= Liu Xianjue =

Chinese architectural historian and educator (1931–2019)

Liu Xianjue (刘先觉; 12 December 1931 – 16 May 2019) was a Chinese architectural historian and educator. He studied under all "Four Modern Masters in Architecture" of China and taught at Southeast University for more than 50 years. He advocated for the protection of architectural heritage in Nanjing and advised the government of Macau in its successful application for World Heritage status for the Historic Centre of Macau.

== Early life and education ==
Liu was born on 12 December 1931 in Fuzhou, Fujian, Republic of China, with his ancestral home in Hefei. During the Second Sino-Japanese War, his family took refuge in Ningdu, Jiangxi, where he attended middle school and learned to speak English from Christian missionaries.

Liu entered the Department of Architecture of Hangchow University in 1949, before transferring to Nanjing University the following year. In 1952, the architecture program of Nanjing University became part of Nanjing Institute of Technology (now Southeast University), where he studied under Yang Tingbao and graduated in 1953.

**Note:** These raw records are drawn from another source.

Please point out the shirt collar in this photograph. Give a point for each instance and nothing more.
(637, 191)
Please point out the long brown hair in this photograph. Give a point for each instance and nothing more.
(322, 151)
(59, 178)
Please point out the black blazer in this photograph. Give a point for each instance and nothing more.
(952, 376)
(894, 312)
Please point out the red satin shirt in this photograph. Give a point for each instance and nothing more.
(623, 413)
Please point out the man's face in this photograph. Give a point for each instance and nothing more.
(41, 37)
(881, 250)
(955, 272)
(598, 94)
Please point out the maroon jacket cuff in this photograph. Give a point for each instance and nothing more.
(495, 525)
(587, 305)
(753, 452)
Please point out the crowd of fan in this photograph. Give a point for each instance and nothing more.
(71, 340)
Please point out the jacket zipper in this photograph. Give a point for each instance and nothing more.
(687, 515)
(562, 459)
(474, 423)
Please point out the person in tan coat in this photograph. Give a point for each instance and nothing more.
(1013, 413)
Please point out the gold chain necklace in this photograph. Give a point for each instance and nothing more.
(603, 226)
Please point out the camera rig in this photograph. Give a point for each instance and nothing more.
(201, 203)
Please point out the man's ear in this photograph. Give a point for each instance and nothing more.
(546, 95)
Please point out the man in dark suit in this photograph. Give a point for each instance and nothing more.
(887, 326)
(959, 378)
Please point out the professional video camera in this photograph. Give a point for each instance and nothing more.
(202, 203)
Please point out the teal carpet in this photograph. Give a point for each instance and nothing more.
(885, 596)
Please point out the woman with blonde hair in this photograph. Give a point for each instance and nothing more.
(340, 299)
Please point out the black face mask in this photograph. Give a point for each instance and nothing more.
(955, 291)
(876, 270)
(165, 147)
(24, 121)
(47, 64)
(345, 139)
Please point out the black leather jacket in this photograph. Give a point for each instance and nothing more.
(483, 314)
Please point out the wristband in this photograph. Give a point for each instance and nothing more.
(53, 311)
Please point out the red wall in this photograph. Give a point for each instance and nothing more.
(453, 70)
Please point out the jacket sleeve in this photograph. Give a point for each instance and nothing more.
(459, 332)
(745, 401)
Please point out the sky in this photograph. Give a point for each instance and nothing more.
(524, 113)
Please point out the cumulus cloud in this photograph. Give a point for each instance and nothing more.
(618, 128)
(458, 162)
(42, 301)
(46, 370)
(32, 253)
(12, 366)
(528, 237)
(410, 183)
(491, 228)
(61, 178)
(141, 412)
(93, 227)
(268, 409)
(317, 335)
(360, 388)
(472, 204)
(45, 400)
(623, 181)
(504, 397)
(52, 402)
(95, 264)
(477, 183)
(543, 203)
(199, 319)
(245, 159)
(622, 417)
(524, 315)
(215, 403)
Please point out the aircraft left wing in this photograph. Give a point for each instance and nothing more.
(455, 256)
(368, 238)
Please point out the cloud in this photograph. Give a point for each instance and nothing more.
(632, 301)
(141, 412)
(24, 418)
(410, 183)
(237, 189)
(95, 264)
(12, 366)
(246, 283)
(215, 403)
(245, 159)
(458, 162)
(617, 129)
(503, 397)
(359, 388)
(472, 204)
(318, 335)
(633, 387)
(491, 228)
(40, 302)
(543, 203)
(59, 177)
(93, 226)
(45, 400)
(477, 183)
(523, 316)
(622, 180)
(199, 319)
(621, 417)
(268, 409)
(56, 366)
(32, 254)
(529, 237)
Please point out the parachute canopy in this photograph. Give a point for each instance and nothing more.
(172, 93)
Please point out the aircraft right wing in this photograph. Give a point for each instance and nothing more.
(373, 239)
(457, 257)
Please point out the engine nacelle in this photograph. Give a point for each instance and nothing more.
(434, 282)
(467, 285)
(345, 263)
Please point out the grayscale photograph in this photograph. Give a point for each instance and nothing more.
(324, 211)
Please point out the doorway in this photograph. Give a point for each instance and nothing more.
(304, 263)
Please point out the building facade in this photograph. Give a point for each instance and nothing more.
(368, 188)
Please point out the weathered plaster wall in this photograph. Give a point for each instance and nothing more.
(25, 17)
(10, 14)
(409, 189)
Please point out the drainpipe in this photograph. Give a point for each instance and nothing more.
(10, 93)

In 1953, Liu began his graduate studies at Tsinghua University, where he was supervised by Liang Sicheng. His thesis, Chinese Architecture of the Recent 100 Years, was one of the earliest works on the history of modern Chinese architecture. Besides Yang Tingbao and Liang Sicheng, he was also taught by the other two of China's "Four Modern Masters in Architecture": Liu Dunzhen and Tung Chuin.

== Career ==
After graduating in 1956, Liu spent half a century teaching and researching at the Southeast University School of Architecture. In 1981, he was a visiting scholar at Yale University in the United States. He published 30 books and more than 100 papers. He advised 26 doctoral students, 50 master's students, and three postdoctoral researchers. He was conferred the special education prize by the Chinese Architectural Society and awarded a special pension by the National Government of China.

Liu was a strong advocate for the protection of the Republican era architecture of Nanjing. In 1988, he surveyed Nanjing's architecture and chose about 200 valuable buildings for conservation. However, more than 40 of the buildings were demolished during the urban renewal of the city by 2002. Liu lobbied the media and the government for protection of Nanjing's architectural heritage, and the municipal government eventually designated the remaining buildings as protected architecture.

Starting in 2000, Liu advised the government of Macau in its application for World Heritage status for the Historic Centre of Macau. After more than three years of research, he published The Architectural Heritage in Macau in January 2005. The book was submitted as academic evidence for the application, and the Historic Centre of Macau was inscribed on the UNESCO World Heritage List in 2005.

Liu died in Nanjing on 16 May 2019, at the age of 87.